The pan-European STOXX 600 index closed down 0.6%, with mining stocks .SXPP ranking among the biggest percentage losers as raw material prices retreated. [O/R] [MET/L]
Local stocks also lagged their peers in the United States, with Wall Street indexes touching new highs after the Fed announcement. European shares are yet to recover entirely from lows hit during the pandemic, unlike Wall Street. [.N]
“Europe is lacking those mega tech stocks that have been driving the S&P 500 and the Nasdaq. (U.S. stocks) also know the Fed is willing to do whatever it takes,” said Connor Campbell, analyst at spreadbetter Spreadex.
The Federal Reserve on Thursday rolled out an aggressive strategy to restore the United States to full employment and lift inflation back to healthier levels.
“The Fed’s new language gives them the flexibility to let the economy run a little hotter before contemplating raising interest rates and gives the green light to more modest yield curve steepening and dollar weakness,” economists at ING wrote in a note.
European Central Bank chief economist Philip Lane said the ECB stood ready to prop up inflation in the bloc.

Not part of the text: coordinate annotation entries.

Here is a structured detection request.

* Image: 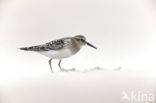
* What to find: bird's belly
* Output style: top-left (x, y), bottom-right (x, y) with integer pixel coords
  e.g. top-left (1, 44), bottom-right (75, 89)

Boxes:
top-left (39, 49), bottom-right (74, 59)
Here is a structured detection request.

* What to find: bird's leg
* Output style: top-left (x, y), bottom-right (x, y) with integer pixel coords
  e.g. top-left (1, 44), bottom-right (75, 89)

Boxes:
top-left (49, 58), bottom-right (53, 73)
top-left (58, 59), bottom-right (63, 71)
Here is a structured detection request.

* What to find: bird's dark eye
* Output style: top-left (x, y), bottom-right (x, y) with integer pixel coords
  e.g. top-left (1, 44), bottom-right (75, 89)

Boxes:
top-left (81, 39), bottom-right (84, 42)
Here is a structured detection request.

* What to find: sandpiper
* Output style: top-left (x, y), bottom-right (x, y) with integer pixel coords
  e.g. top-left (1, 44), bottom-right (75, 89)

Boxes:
top-left (20, 35), bottom-right (97, 72)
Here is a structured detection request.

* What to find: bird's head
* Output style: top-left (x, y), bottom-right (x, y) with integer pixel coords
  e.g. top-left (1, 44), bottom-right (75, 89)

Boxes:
top-left (73, 35), bottom-right (97, 49)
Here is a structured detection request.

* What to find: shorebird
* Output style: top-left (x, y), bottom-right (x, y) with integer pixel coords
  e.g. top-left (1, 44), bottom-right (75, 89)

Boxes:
top-left (20, 35), bottom-right (97, 72)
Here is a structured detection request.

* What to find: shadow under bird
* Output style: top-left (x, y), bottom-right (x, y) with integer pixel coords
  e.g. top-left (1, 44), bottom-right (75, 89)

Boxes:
top-left (20, 35), bottom-right (97, 72)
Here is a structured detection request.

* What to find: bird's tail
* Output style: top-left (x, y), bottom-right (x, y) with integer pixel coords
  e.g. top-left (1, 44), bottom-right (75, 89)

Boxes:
top-left (19, 47), bottom-right (33, 51)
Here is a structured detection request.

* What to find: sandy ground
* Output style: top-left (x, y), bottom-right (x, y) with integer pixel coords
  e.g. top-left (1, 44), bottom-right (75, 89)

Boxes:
top-left (0, 68), bottom-right (156, 103)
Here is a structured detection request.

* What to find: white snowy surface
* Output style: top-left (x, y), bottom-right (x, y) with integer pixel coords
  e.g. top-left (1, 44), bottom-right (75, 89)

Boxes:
top-left (0, 68), bottom-right (156, 103)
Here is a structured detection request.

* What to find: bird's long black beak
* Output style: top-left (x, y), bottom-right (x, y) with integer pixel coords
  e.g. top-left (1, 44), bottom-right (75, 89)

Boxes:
top-left (86, 42), bottom-right (97, 49)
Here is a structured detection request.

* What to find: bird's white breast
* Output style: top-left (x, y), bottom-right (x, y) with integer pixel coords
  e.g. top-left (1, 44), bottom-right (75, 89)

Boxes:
top-left (39, 49), bottom-right (73, 59)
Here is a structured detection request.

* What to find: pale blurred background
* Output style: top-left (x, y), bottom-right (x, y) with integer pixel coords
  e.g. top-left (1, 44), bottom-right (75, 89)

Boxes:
top-left (0, 0), bottom-right (156, 103)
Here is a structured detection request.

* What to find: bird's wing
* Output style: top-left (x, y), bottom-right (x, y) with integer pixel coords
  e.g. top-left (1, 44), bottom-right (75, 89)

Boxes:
top-left (20, 38), bottom-right (71, 51)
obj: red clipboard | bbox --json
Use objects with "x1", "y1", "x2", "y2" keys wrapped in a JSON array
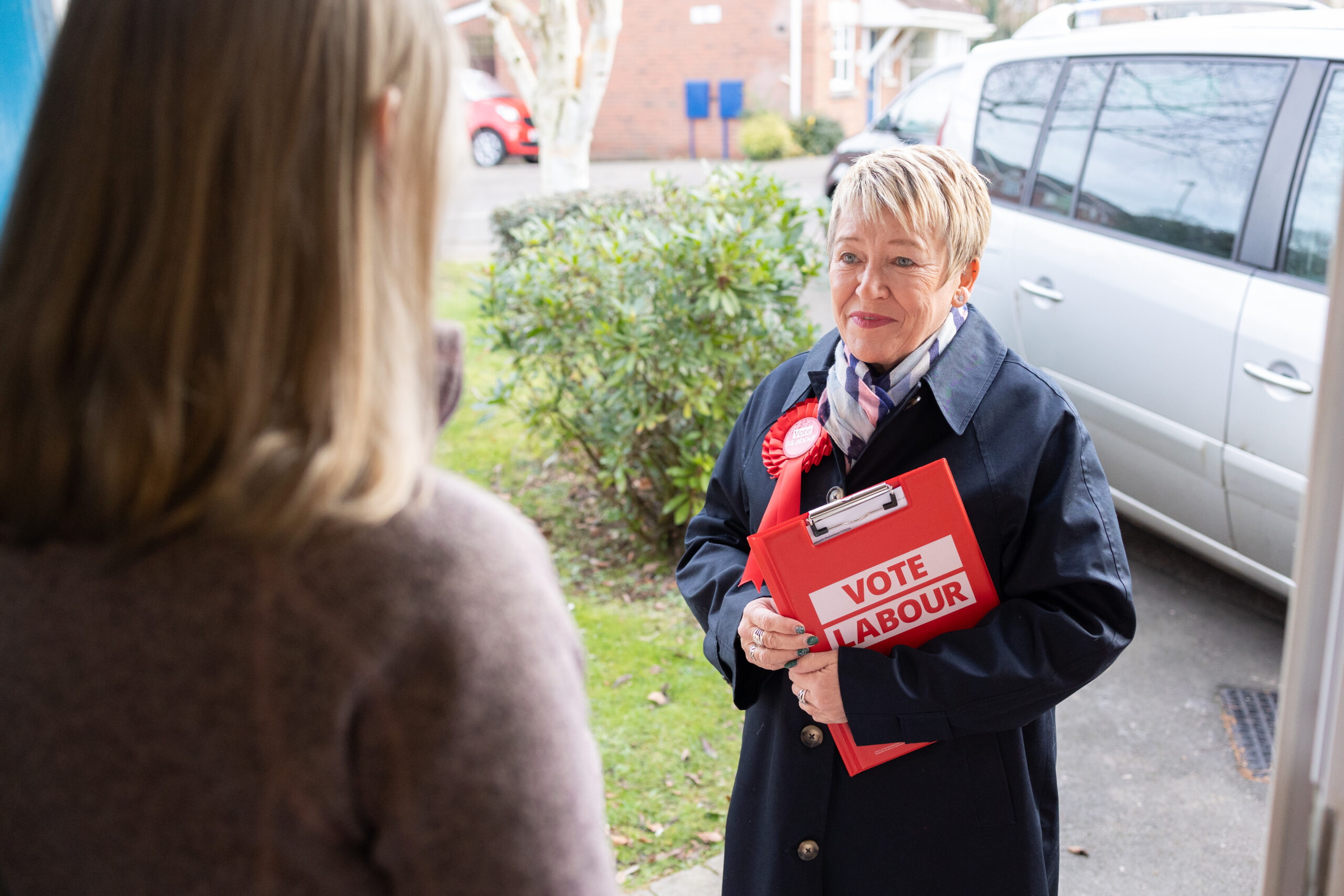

Bank stocks retreated as European bond yields fell after the Fed’s announcement.
HSBC fell 1.1% after it came under fresh U.S. criticism for its reported treatment of customers linked with the pro-democracy movement in Hong Kong.
A Reuters poll of fund managers showed European stocks are expected to stall for the rest of 2020 and miss out on the bull market.
Recent data has also suggested that an economic recovery in the bloc may be stalling after jumping sharply from pandemic-driven lows.
Among individual stocks, WPP, the world’s biggest advertising company, jumped 6.5% as it resumed its dividend after cost cuts and a switch to faster ad production helped it beat dire forecasts for second-quarter trading.
Smaller rival Publicis rose 2.4%.
German online takeaway food group Delivery Hero slipped 4.7% after announcing the acquisition of online grocery service InstaShop.
French conglomerate Bouygues rose 1.3% after reporting a lower-than-expected core operating loss in the first half of the year.
Clinical diagnostics company Novacyt jumped 7% after it launched a test to differentiate between COVID-19 and common winter diseases.